I encourage you to try this yourself and see how you feel.

Recently I used an LLM to help me build a small application in Rust, having never used it before (though I had a few years of high performance C++ experience).

The LLM wrote most of the code, but it was no more than ~100 lines at a time, then I’d tweak, insert, commit, plan the next feature. I hand-wrote very little, but I was extremely involved in the design and layout of the app.

Without question, I learned a lot about Rust. I used tokio’s async runtime, their mpsc channels, and streams to make a high performance crawler that worked really well for my use case.

If I needed to write Rust without an LLM now, I believe I could do it - though it would be slower and harder.

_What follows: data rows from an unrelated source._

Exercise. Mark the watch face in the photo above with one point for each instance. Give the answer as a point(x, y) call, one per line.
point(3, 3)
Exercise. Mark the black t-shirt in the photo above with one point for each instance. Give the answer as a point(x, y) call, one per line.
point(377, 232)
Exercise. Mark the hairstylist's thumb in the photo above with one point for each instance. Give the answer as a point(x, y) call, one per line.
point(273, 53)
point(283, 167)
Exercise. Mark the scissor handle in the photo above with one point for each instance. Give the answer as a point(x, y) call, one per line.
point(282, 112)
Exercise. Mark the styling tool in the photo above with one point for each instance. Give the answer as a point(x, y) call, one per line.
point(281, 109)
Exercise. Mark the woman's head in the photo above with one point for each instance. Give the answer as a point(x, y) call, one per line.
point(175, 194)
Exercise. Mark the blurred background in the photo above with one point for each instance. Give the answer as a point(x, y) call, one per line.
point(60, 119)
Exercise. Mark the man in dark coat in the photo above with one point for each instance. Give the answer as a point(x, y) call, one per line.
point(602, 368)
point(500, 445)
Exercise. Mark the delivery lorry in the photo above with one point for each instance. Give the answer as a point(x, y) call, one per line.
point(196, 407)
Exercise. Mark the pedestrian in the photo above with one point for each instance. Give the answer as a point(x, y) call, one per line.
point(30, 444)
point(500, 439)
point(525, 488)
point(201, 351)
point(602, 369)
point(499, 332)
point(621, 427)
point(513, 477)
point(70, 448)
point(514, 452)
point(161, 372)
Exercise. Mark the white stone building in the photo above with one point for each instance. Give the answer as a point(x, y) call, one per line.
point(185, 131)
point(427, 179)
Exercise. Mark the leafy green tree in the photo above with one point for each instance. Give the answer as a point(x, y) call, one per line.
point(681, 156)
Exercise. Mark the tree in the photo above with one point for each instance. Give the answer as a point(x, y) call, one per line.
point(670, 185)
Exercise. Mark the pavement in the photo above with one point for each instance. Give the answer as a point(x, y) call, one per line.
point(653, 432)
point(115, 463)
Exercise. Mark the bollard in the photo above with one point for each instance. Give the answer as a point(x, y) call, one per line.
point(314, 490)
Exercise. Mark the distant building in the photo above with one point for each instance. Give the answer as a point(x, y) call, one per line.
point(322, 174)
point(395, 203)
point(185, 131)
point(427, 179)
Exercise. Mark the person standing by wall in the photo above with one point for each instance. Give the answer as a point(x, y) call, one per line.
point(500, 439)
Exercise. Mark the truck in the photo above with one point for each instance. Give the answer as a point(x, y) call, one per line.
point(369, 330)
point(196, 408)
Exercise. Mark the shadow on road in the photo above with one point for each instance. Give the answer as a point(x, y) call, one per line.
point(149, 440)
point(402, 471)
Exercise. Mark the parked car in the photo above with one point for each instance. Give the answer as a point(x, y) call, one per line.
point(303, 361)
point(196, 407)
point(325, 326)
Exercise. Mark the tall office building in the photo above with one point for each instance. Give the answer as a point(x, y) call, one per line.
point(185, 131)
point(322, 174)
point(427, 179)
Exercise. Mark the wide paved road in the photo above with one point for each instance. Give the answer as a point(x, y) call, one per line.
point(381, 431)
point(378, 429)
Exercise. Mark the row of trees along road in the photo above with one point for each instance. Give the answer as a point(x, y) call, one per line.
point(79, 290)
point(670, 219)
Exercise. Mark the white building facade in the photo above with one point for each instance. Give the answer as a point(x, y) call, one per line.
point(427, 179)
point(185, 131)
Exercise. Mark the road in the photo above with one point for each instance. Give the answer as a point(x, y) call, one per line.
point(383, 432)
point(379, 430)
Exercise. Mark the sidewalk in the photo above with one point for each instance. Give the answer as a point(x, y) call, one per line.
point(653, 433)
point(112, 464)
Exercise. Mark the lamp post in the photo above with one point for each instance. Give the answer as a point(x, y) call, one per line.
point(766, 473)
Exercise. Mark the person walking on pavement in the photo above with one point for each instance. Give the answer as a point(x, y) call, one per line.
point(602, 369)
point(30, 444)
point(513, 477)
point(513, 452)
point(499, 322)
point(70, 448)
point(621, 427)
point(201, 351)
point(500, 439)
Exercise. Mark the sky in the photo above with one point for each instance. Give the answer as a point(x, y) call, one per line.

There’s definitely a “turn my brain off and LLM for me” way to use these tools, but it is reductive to state that ALL usage of such tools is like this.

shaky-carrousel 13 hours ago | parent [-]

Of course you have learned a lot about rust. What you haven't learned is to program in rust. Try, a month from now, to write that application in rust from scratch, without any LLM help. If you can, then you truly learned to program in rust. If you don't, then what you learned is just generic trivia about rust.